Tentara Salib ketika itu terdiri dari berbagai bangsa, namun dapat dilumpuhkan oleh pasukan Bayazid. Namun pada peperangan berikutnya ketika melawan Timur Lenk di Ankara, Bayazid dapat ditaklukkan, sehingga mengalami kekalahan dan ketika itu Bayazid bersama putranya Musa tertawan dan wafat dalam tahanan Timur Lenk pada tahun 1403 M.
5.      Sultan Muhammad I bin Bayazid (816-824 H/ 1403-1421 M)
Kekalahan Bayazid membawa akibat buruk terhadap penguasa-penguasa Islam yang semula berada di bawah kekuasaan Turki Usmani, sebab satu sama lain berebutan, seperti wilayah Serbia, dan Bulgeria melepaskan diri dari Turki Usmani. Suasana buruk ini baru berakhir setelah Sultan Muhammad I putra Bayazid dapat mengatasinya. Sultan Muhammad I berusaha keras menyatukan kembali negaranya yang telah bercerai berai itu kepada keadaan semula.
Berkat usahanya yang tidak mengenal lelah, Sultan Muhammad I dapat mengangkat citra Turki Usmani sehingga dapat bangkit kembali, yaitu dengan menyusun pemerintahan, memperkuat tentara dan memperbaiki kehidupan mayarakat. Akan tetapi saat rakyat sedang mengharapkan kepemimpinannya yang penuh kebijaksanaan itu, pada tahun 824 H (1412 M) Sultan Muhammad I meninggal. [7]
6.      Sultan Murad II bin Muhammad ( 824-855 H/ 1421-1451 M)
Sepeninggalannya Sultan Muhammad I, pemerintahan diambil alih oleh Sulatan Murad II. Cita-citanya adalah melanjutkan usaha Muhammad I. yaitu untuk menguasai kembali daerah-daerah yang terlepas dari kerajaan Turki Usmani sebelumnya. Daerah pertama yang dikuasainya adalah Asia Kecil, Salonika Albania, Falokh, dan Hongaria.

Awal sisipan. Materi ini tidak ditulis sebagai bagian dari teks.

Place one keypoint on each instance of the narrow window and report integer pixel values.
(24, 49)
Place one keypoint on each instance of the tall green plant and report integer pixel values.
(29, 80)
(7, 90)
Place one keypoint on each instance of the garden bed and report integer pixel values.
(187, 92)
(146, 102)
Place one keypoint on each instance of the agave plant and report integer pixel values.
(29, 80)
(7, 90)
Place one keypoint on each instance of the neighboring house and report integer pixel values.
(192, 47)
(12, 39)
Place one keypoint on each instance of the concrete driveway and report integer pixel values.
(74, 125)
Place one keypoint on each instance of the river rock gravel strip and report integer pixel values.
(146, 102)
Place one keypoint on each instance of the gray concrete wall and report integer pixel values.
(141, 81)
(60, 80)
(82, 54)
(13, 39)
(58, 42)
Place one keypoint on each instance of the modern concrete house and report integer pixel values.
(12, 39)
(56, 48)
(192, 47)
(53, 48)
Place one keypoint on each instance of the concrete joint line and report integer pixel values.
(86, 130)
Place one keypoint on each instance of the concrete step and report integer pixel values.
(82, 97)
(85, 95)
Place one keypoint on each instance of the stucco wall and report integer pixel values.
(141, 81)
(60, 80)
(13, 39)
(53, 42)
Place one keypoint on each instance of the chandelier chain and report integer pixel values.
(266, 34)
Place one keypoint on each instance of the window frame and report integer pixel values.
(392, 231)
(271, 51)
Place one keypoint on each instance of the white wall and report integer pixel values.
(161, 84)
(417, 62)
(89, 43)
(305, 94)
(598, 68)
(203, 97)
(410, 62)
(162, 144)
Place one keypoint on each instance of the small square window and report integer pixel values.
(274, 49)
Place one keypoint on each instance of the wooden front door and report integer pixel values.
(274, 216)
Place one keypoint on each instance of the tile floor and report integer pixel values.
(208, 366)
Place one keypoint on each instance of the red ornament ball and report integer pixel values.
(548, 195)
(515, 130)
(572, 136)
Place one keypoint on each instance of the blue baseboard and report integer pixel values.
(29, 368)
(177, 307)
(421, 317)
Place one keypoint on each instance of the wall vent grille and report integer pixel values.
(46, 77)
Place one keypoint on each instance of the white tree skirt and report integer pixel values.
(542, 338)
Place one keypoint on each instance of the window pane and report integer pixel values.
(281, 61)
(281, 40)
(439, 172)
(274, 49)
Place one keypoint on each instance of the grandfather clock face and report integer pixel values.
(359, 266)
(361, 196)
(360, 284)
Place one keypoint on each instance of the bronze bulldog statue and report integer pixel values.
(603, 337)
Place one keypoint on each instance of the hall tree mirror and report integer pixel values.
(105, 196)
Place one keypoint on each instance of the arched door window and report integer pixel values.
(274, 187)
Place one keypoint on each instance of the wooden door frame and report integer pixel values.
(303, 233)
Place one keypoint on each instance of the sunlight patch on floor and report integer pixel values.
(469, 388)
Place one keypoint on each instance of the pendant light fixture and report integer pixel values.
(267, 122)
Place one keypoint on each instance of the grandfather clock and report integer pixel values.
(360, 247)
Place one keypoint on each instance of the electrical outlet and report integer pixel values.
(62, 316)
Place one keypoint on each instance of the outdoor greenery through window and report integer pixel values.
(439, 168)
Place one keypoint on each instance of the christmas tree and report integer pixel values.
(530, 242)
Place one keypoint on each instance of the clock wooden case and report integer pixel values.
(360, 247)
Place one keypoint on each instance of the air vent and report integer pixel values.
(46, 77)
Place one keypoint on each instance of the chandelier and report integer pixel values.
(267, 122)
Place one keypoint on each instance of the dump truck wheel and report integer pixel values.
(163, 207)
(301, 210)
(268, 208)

Setelah bertambahnya beberapa daerah yang dapat dikuasai tentara Islam, Paus Egenius VI kembali menyerukan Perang Salib. Tentara Sultan Murad II menderita kekalahan dalam perang salib itu. Akan tetapi dengan bantuan putranya yang bernama Muhammad, perjuangan Murad II dapat dilanjutkan kenbali yang pada akhirnya Murad II kembali berjaya dan keadaan menjadi normal kembali sampai akhir kekuasaan diserahkan kepada putranya bernama Sultan Muhammad Al-Fatih.
7.      Sultan Muhammad Al-Fatih (855-886 H/ 1451-1481 M)
Setelah Sultan Murad II meninggal dunia, pemerintahan kerajaan Turki Usmani dipimpin oleh putranya Muhammad II atau Muhammad Al-Fatih. Ia diberi gelar Al-fatih karena dapat menaklukkan Konstantinopel. Muhammad Al-Fatih berusaha membangkitkan kembali sejarah umat Islam sampai dapat menaklukkan Konstantinopel sebagai ibukota Bizantium. Konstantinopel adalah kota yang sangat penting dan belum pernah dikuasai raja-raja Islam sebelumnya. 
Muhammad Al-Fatih dianggap sebagi pembuka pintu bagi perubahan dan perkembangan Islam yang dipimpin Muhammad. Tiga alasan Muhammad menaklukkan Konstantinopel, yaitu:
a)      Dorongan iman kepada Allah SWT, dan semangat perjuangan berdasarkan hadits Nabi Muhammad saw untuk menyebarkan ajaran Islam.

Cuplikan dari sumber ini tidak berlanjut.